Sale’s success in front of a camera or microphone has something to do with delivery and pace and whatever other auditory elements someone well versed in linguistics and magnetism could explain.
An attitude of accountability helps. Remember how bad he was in Game 1 of the 2017 ALDS against the Astros, when he allowed seven runs in five innings?
“I'm not trying to erase anything,” Sale said. “It happened. I'm not going to run away from it. I don't think that's the right thing to do. Obviously I look back and I realize the mistakes I made, and like I said, try to learn from it.
“I'm not going to hide from it. It is what it is. You can Google it now, tomorrow and 100 years and it's going to be there. I own it. I accept it. And like I said, I'm going to be better. I'm going to go do everything I can to be better. That's all I can do. It's not going to help me this year, not next year and definitely not tomorrow.
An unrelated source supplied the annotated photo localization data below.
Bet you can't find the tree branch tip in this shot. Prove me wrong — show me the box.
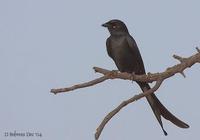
[180,71,186,78]
[93,67,98,72]
[173,54,185,62]
[50,89,57,94]
[173,54,182,59]
[196,47,200,53]
[95,132,100,140]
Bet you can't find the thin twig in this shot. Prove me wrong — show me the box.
[173,54,185,62]
[196,47,200,53]
[50,48,200,140]
[95,79,163,140]
[50,50,200,94]
[51,75,109,94]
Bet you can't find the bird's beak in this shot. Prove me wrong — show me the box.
[102,22,110,28]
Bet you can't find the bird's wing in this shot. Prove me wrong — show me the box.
[126,35,146,74]
[106,37,113,59]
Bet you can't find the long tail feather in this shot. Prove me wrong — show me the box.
[137,82,189,135]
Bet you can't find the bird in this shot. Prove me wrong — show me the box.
[102,19,189,135]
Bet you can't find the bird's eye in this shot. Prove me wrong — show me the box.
[113,25,116,28]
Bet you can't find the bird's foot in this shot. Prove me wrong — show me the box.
[107,70,119,79]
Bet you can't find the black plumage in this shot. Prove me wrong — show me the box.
[102,19,189,135]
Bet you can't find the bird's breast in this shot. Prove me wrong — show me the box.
[110,37,130,58]
[109,37,136,72]
[110,37,126,48]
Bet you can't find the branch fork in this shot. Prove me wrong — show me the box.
[50,48,200,139]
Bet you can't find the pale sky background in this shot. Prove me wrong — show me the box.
[0,0,200,140]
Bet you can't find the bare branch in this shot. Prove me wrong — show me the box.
[196,47,200,53]
[51,50,200,94]
[173,54,185,62]
[50,48,200,140]
[180,71,186,78]
[95,79,163,140]
[51,75,109,94]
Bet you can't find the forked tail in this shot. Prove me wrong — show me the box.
[137,82,189,135]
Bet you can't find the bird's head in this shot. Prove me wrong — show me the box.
[102,19,129,35]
So the work, the preparation and everything that's gone into it is what's going to get me through."
Now, Sale almost always says what is traditionally considered to be the “right” thing. There are undoubtedly times he does not share his full spectrum of thought. Authenticity is a difficult matter to judge.
But whether he’s actively trying to sell something or not, Sale, well, sells it. His words have been a boon to him in his time in Boston.
He sounds more than ready. Now to see if he is.